Cloudflare has launched a new feature called Speed Brain that customers can enable to help their websites load faster. 

Speed Brain prefetches the most likely content a user may navigate to next by using Cloudflare’s Speculation Rules API. 

“The main goal of Speed Brain is to download a web page to the browser cache before a user navigates to it, allowing pages to load almost instantly when the actual navigation takes place,” Cloudflare wrote in a blog post.

For example, it can infer from the global request logs of a clothing ecommerce site that the typical visitor viewing the “Mens > Clothes” page would next navigate to “Shirts.” Thus, Cloudflare starts delivering static content, like images, before the visitor even clicks on the button.
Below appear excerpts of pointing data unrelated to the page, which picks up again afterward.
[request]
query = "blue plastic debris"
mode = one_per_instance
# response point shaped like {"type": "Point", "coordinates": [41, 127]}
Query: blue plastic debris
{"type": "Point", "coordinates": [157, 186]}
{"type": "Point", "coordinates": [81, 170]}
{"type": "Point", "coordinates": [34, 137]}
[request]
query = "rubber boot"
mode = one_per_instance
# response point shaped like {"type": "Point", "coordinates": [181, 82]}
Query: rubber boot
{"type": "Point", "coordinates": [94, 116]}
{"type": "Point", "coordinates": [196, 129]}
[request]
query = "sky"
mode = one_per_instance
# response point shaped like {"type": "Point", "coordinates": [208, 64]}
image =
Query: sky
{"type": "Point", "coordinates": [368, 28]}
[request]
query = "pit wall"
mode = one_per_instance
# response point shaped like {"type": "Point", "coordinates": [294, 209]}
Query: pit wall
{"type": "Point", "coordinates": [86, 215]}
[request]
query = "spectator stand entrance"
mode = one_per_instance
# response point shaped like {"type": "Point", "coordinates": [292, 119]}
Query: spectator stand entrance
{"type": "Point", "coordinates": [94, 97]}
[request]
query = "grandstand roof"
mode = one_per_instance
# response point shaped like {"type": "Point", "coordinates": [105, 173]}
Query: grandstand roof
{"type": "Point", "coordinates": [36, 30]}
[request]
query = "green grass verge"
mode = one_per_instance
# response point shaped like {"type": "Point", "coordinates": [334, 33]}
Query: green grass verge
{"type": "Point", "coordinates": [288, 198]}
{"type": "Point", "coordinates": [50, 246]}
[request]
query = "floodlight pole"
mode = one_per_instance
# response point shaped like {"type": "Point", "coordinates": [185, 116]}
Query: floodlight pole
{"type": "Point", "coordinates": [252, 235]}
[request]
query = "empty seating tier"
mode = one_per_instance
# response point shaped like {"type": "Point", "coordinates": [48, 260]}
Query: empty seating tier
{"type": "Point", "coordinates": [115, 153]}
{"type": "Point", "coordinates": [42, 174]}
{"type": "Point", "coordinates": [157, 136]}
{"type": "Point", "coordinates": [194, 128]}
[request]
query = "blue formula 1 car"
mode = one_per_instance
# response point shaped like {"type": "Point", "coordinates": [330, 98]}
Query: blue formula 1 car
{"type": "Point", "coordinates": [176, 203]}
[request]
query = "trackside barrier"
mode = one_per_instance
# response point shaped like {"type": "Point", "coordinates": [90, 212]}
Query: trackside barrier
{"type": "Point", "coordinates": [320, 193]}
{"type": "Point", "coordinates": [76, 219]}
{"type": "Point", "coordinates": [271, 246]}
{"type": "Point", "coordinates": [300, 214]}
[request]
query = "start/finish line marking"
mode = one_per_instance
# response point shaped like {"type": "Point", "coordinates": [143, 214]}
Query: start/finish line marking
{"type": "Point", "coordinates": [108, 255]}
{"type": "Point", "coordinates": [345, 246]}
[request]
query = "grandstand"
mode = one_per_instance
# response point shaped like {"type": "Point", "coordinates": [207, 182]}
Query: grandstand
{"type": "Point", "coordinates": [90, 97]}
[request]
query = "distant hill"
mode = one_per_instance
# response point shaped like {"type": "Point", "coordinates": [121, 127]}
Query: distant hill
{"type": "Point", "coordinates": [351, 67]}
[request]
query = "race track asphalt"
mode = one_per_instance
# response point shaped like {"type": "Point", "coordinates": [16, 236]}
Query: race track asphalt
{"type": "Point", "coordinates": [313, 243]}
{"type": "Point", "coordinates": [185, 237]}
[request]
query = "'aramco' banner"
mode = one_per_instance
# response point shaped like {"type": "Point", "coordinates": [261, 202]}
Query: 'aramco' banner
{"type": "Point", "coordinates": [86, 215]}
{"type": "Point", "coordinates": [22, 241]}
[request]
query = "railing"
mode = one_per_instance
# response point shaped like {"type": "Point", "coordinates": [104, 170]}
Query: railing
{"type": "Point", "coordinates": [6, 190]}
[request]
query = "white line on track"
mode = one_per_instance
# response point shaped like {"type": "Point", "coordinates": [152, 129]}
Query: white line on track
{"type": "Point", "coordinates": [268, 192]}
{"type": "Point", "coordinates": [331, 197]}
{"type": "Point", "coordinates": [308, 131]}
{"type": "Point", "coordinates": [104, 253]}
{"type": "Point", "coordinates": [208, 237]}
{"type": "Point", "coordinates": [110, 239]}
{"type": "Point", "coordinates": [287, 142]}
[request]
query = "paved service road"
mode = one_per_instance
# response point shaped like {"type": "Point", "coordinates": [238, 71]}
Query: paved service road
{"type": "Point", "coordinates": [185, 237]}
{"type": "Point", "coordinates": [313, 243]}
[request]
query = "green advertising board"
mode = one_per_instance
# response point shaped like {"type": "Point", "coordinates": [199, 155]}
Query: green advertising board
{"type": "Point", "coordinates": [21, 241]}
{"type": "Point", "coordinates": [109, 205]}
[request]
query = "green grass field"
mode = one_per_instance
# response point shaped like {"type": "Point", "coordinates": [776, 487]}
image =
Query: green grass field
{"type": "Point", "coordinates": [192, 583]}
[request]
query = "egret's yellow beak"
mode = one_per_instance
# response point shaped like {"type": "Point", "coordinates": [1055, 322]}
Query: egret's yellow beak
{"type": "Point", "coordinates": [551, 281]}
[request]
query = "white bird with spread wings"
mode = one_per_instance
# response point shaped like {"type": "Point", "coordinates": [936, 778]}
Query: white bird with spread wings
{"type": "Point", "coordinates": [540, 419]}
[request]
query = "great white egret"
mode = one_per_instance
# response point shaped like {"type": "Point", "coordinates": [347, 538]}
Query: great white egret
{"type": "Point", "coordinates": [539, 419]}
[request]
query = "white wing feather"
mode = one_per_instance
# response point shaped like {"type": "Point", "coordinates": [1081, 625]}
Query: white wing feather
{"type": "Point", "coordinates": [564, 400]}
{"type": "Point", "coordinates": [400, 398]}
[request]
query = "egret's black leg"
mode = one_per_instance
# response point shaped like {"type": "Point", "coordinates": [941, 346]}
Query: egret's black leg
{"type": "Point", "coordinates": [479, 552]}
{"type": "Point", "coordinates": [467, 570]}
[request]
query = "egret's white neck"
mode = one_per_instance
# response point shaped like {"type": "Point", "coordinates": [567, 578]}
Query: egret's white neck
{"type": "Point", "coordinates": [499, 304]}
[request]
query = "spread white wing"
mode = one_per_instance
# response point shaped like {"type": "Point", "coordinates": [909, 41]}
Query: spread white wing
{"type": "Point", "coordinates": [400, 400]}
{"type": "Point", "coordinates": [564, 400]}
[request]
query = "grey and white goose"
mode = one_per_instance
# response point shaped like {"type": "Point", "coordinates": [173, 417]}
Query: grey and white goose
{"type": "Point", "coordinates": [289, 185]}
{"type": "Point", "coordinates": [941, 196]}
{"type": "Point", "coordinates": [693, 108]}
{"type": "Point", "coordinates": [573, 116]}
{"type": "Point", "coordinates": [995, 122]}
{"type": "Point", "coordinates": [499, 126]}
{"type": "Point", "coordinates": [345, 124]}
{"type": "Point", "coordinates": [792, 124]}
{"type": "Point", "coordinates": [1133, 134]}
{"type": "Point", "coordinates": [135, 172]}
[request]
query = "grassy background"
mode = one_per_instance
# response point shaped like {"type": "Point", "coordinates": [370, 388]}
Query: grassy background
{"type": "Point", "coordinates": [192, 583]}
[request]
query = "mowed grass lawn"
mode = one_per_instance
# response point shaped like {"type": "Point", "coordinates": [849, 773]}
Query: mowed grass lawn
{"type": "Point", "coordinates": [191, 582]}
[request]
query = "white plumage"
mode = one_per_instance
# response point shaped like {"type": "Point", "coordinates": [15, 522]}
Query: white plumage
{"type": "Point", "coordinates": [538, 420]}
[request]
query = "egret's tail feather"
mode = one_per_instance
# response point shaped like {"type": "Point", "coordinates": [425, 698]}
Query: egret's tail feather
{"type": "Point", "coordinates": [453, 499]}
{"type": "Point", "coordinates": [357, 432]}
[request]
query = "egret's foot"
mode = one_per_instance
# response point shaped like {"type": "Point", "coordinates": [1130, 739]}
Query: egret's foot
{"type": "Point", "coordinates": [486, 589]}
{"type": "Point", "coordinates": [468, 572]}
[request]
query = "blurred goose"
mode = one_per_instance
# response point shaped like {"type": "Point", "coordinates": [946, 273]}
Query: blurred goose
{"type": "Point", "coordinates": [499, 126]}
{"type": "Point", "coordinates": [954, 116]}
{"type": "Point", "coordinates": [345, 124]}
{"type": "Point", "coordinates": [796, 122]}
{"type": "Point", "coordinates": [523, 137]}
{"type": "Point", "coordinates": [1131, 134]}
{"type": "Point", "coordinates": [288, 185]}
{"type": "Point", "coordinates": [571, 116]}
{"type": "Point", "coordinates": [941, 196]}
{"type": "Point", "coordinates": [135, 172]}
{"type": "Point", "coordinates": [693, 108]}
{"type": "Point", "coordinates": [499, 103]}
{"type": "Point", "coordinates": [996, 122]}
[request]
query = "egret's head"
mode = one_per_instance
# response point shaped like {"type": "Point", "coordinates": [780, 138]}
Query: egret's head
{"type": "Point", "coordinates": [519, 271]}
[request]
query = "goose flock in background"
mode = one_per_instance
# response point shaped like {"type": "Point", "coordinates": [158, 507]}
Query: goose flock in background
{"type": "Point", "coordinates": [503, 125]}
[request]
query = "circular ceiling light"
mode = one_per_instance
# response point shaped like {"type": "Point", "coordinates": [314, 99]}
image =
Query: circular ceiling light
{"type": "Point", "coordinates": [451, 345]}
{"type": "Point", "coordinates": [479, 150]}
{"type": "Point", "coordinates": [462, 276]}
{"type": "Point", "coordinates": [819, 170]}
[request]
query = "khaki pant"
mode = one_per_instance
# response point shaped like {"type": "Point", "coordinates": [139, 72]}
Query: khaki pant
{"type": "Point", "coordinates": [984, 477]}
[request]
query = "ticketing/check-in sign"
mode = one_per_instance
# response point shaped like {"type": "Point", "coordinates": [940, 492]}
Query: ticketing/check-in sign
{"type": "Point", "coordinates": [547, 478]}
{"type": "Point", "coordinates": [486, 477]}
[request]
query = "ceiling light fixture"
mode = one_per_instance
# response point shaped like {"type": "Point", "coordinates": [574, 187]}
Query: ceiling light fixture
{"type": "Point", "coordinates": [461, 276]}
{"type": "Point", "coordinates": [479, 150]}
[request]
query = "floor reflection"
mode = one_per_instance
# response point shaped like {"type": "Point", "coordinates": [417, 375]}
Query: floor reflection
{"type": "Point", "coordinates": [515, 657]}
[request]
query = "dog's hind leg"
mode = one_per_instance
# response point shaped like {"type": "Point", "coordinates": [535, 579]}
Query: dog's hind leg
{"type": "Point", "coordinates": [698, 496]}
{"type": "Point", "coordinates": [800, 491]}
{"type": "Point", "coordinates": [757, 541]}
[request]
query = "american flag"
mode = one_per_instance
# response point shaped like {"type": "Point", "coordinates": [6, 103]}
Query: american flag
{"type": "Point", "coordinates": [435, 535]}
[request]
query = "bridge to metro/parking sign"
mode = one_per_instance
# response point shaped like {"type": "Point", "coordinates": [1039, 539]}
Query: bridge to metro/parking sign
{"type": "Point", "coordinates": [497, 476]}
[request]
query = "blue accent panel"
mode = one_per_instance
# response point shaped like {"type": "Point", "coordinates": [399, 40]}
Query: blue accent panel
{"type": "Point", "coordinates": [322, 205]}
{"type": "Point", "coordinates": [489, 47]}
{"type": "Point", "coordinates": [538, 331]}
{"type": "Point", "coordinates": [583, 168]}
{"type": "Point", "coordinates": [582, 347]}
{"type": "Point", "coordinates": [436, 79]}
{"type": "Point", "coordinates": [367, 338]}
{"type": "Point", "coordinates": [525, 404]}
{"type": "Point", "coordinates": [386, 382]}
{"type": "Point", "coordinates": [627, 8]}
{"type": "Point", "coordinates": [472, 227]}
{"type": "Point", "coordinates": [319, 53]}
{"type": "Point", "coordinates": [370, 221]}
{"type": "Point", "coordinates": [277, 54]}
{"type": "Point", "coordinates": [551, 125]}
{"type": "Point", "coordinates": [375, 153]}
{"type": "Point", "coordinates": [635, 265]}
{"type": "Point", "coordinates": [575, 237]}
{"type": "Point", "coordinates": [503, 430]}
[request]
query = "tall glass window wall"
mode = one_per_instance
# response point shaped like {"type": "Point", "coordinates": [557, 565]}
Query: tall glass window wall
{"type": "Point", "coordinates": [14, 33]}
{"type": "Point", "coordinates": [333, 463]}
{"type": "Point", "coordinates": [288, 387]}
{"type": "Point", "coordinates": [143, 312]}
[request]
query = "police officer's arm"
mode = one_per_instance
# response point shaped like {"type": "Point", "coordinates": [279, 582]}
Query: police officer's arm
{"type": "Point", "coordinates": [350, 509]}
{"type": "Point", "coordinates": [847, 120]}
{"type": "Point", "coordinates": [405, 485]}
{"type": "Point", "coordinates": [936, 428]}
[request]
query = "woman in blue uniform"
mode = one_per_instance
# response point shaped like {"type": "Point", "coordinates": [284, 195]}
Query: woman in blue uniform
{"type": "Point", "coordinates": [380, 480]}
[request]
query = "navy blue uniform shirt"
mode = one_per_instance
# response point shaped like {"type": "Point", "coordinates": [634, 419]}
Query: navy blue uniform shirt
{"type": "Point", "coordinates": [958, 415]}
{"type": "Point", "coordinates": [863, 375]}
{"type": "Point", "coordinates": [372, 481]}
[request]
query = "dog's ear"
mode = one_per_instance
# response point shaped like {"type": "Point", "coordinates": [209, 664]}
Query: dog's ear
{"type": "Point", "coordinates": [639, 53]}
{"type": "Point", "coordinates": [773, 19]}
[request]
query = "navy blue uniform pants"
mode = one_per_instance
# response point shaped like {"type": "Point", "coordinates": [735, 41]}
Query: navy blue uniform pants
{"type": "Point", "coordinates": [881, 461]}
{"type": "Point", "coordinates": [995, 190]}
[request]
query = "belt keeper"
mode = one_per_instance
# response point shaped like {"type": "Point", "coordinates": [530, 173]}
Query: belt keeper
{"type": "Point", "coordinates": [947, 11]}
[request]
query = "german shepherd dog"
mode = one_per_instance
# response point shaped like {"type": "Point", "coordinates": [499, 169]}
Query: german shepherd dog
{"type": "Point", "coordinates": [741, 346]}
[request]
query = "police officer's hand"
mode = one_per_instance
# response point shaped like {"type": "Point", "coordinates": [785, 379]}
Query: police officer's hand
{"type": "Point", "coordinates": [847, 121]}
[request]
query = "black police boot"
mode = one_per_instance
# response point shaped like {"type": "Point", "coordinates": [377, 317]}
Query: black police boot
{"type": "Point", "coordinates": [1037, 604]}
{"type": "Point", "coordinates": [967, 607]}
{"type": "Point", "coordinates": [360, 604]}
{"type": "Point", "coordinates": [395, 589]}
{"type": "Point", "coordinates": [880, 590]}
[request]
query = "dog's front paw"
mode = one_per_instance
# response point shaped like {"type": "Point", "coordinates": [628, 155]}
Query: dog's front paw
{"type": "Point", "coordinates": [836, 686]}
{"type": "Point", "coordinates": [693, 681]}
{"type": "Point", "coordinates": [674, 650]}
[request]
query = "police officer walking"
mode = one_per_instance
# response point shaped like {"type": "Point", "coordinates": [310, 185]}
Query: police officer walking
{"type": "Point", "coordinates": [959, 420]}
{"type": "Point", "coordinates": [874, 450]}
Then, when the user actually clicks the link to navigate to “Shirts,” the page can load instantly. 

It also has guardrails in place to prevent state prefetches (IE information changes over time and prefetches may include outdated information) and incorrect prefetching, which means a page was prefetched but never actually visited, resulting in wasted resources. 

This is achieved via Document Rules, which allows prefetching to be dynamically applied across the webpage, and Eagerness, which controls how aggressively the browser prefetches content and has been set to conservative for the initial release. 

“While we lose out on the potential performance improvements that the more aggressive eagerness settings offer, we chose this cautious approach to prioritize safety for our users. Looking ahead, we plan to explore more dynamic eagerness settings for sites that could benefit from a more liberal setting, and we’ll also expand our rules to include prerendering,” Cloudflare wrote. 

Speed Brain is now available for all plan types for no additional cost. It has also been enabled by default already for free domains, and has to be turned on manually for Pro, Business, and Enterprise domains. It can be toggled on and off from the Cloudflare dashboard or API. 

According to Cloudflare, early observations from the free domains who have this enabled show an average of 45% reduction in Largest Contentful Paint (LCP), which is “the time it takes for the largest visible element (like an image, video, or text block) to load and render in the browser.”